Modern IT environments have become much more complex to manage thanks to hybrid infrastructures and comprehensive instrumentation that generate metrics, alerts and events data constantly. ITOps (IT Operations) and SRE (Site Reliability Engineering) teams are tasked with providing superior performance and user experience for the numerous applications while not letting the budget out of hand.
Observability of applications and infrastructure (compute, storage, networking, Database and other elements) provide great visibility into the inner workings. However, this also generates numerous and often unwieldy number of alerts and events. It becomes harder and harder for Operations teams to tell false alerts from actual ones they have to attend to, leading to chasing the wrong problems and not dealing with what matters. ITOps teams have been emphasizing a need for more sophisticated approaches. Advances in AI (Artificial Intelligence), thankfully, can bridge this gap.

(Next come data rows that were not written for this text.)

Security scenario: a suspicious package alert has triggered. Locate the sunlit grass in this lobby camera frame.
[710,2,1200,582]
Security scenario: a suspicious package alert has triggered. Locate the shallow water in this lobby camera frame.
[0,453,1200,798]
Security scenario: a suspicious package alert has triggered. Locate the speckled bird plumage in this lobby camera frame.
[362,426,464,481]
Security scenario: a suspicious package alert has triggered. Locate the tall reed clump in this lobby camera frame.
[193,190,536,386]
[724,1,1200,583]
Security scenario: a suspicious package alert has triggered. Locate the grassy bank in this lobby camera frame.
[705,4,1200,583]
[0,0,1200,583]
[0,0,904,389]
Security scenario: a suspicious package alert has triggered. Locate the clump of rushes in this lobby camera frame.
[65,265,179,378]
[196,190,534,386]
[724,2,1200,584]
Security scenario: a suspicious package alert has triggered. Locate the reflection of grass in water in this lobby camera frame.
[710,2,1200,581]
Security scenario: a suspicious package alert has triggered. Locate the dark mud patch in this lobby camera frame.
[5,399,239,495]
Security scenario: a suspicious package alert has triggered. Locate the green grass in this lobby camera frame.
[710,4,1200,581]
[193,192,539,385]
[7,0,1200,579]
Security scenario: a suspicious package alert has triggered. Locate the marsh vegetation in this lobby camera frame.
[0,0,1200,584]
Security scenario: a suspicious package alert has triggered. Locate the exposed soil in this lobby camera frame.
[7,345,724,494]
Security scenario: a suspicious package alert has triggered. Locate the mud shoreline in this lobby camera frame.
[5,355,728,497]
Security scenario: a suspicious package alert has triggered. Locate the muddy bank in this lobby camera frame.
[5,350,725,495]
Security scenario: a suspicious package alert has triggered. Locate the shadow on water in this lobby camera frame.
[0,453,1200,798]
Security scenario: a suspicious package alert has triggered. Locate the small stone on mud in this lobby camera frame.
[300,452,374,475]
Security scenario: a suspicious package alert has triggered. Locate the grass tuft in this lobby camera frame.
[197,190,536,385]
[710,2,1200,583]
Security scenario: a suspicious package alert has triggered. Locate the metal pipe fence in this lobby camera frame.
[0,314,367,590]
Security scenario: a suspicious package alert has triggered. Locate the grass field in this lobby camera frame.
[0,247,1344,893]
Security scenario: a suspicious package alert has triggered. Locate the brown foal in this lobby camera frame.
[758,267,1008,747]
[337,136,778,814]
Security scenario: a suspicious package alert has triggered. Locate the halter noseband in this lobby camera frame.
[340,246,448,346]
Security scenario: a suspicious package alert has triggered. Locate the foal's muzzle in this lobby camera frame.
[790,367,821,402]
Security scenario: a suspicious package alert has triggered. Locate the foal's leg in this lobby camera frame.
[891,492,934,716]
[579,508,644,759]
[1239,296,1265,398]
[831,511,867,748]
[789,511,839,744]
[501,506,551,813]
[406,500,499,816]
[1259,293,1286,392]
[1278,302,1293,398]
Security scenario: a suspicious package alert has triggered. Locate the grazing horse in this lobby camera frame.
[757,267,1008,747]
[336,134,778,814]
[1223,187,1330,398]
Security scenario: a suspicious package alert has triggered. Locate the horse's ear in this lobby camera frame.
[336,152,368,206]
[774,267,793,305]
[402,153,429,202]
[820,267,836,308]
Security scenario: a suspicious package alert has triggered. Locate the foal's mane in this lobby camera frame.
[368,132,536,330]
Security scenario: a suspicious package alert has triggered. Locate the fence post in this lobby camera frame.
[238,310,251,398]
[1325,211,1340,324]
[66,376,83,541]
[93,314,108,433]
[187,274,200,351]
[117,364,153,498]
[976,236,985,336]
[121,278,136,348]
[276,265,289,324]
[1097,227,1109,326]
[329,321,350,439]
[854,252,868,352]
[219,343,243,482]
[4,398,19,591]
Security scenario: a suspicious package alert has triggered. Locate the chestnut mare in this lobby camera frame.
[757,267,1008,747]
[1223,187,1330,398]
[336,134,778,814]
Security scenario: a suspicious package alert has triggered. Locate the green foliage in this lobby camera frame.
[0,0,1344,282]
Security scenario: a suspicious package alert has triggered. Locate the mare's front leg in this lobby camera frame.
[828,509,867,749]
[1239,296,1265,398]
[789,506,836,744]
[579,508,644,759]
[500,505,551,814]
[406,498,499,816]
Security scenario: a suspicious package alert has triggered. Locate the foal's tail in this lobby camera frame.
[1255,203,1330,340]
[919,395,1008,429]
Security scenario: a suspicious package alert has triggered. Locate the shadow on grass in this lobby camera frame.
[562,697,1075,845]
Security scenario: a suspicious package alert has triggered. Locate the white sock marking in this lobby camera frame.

AI has been finding its way to ITOps problems over the past several years with increasing effectiveness and sophistication. Unsupervised learning, self-supervised learning and transfer learning models have become very efficacious.
When the users of an application experience an outage or service level degradation (anomaly), there is always an underlying reason for this – it does not happen for no reason – something has to have caused this. This is one thesis on which diagnostics and solution recommendations are rooted in. If this cause repeats itself whenever some anomalies or outages happen, then it is up to the AI model to help the ITOps teams unearth this. If we are able to do this and with reasonable certainty, then we can not only fix a problem quickly, but more importantly, prevent this issue from happening in the first place.
Advances in causation modeling approaches, especially with time series data, are allowing AIOps solutions to help ITOps teams develop and identify causal graphs that become reliable ways to operate a sophisticated IT environment that can last well into the future.